I’ve always enjoyed being physical. I respond to challenge and pushing one’s body. I respond to the rigor associated with physical practice. I respond to touch. To physical expression. To moving to music. I respond to many of the things provided by dance.
But am I passionate about it? Eh.
What I am passionate about, is making.
Ever since I could hold a crayon I’ve been drawing pictures. As a child I made paintings, sculptures, clothing, games, and toys. As I got older I began making short stories and living room theater. When I took my first dance class, it was simply for recreation - for physical exercise - but I immediately began making dances at home. As my dance training increased in High School, as did my choreography, but I spent just as much time making home movies with friends as I did in the dance studio.
When it came time to select a major for college, dance was the natural choice. But I only applied to schools that had a Choreography emphasis. I knew I wanted to keep making. In college I made ballet dances, hip hop dances, jazz dances, theater dances. I’ve gone on to make steps for musicals, for music videos, for dance companies, for myself, for dance classes - but I also currently make graphic designs, schedules, spreadsheets, events, performances, websites, newsletters, and more.

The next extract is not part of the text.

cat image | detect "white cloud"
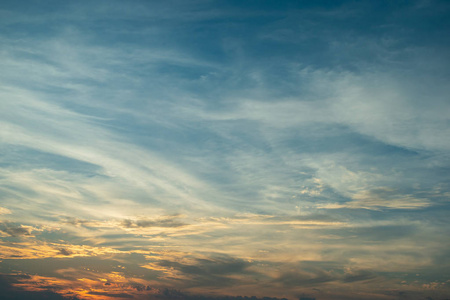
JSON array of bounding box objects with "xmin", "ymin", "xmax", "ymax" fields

My point is, while I have a clear passion for making - for creating - I don’t know if I excel as a maker in any particular category.
I think it comes down to one fundamental concern: I’m too easily satisfied.
I’m so satisfied making things that the product becomes irrelevant. On a scale from “I don’t really give a shit” and “extreme perfectionism,” I lie somewhere in the middle, at “yea, this is good enough.”
This might be fine if my making was a total hobby - just something for me to exercise my creative impulses. However, I am actively seeking engagement and validation for my makings. I sell tickets to my makings. In this case, is “good enough” enough?
At this point, if you’ve been actively engaged in this newsletter, you’re likely thinking:
“So I shouldn’t buy tickets to your upcoming show?”
Well, while I’m not here to tell you what you should or should not do, I would like to share with you that my upcoming production is the first time I’ve truly reinvested in an existing project. Last year, when I first presented the piece in solo form, I had audience members asking when I was going to do it again. My initial response? Oh, no, this show is done. It’s been made. It’s been seen. Moving on.
But then, almost as if possessed by an Andrew I didn’t recognize, I found myself meeting with people to get feedback. Taking notes on their critical responses and internalizing possible edits. I found myself applying to residencies to further develop the work. I suddenly had a new cast and new members of the creative team. I was learning to become unsatisfied.
More than anything, I was learning to fall in love with re-making.
Only time can tell if this remake will have a remake or if my scale will continue to inch further from “good enough” toward its way to great or fantastic or excellent.
Regardless, whether I’m making or remaking - dances or crayon art - I think each work informs the next and each project aims to be just a little bit better than the last.
Maybe I’m less satisfied than I thought.